A Webinar held by CRL on October 23, 2013
The open online distribution of government information is changing the ways that researchers access data and documentation produced by governmental agencies worldwide. This webinar explored:
- The changes in the “supply chain” for government information brought about by digital media;
- How libraries might continue to ensure access to this information for researchers; and
- What role CRL might play in supporting those library efforts.

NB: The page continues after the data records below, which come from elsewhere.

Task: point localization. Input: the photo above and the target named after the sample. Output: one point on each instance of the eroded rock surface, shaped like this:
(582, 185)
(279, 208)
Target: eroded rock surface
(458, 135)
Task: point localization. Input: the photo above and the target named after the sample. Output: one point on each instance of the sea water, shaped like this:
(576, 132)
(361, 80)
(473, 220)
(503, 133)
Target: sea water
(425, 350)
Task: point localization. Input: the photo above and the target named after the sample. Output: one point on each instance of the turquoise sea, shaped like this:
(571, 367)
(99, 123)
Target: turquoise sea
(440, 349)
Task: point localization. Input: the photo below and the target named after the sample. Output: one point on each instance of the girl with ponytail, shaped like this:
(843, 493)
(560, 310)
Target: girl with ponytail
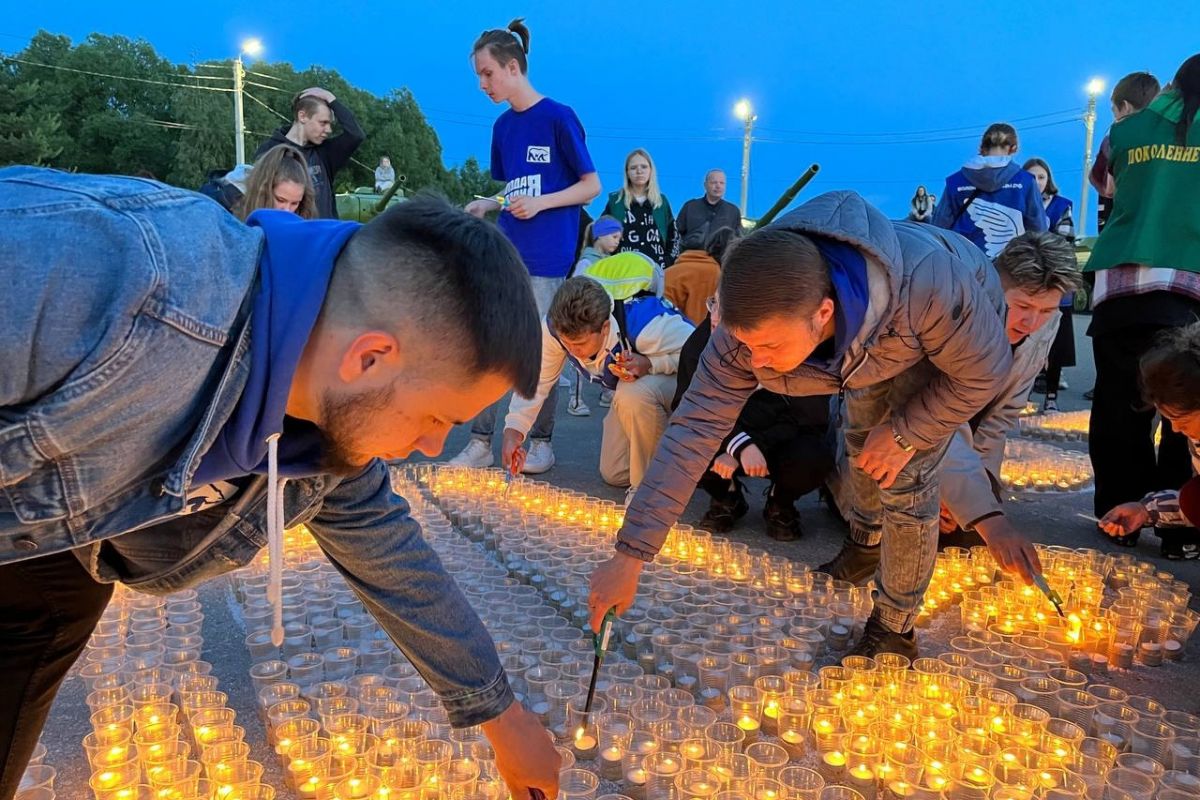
(540, 154)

Background: Current CRL Support for Access to Government Information
CRL has always played an important role in ensuring the survival and integrity of primary publications of U.S., Canadian, and foreign governments. CRL collections include historical documents from a great variety of jurisdictions and government agencies. CRL does not, however, hold extensive U.S. federal government publications, which are widely available through the Federal Depository Library Program.
CRL strengths include:
Canadian and U.S. state legislative journals: CRL has extensive holdings of Canadian legislative journals and U.S. state legislative journals. Many of these materials have now been digitized and are accessible in the LLMC-Digital database.
US state documents issued prior to 1951: CRL holds more than a halfmillion volumes of monographic and serial publications of U.S. state government agencies and legislatures from the earliest periods through 1950. Of major historical value for various disciplines, these materials are notoriously difficult to access, since no comprehensive bibliographies or catalogs of them exist. Most are uncataloged, but are listed in CRL finding aids.
Publications of foreign governments: CRL foreign documents holdings were initially formed of deposits from member libraries, with particular strengths in Western Europe and Latin America, dating from roughly 1800—1950. As CRL’s focus evolved from a depository to a center for cooperative acquisition, CRL initiated blanket orders and subscriptions to a limited number of foreign document series, over time concentrating on South Asia, Southeast Asia, Yugoslavia, Poland, and Israel. An important source of these was the PL-480 exchange program.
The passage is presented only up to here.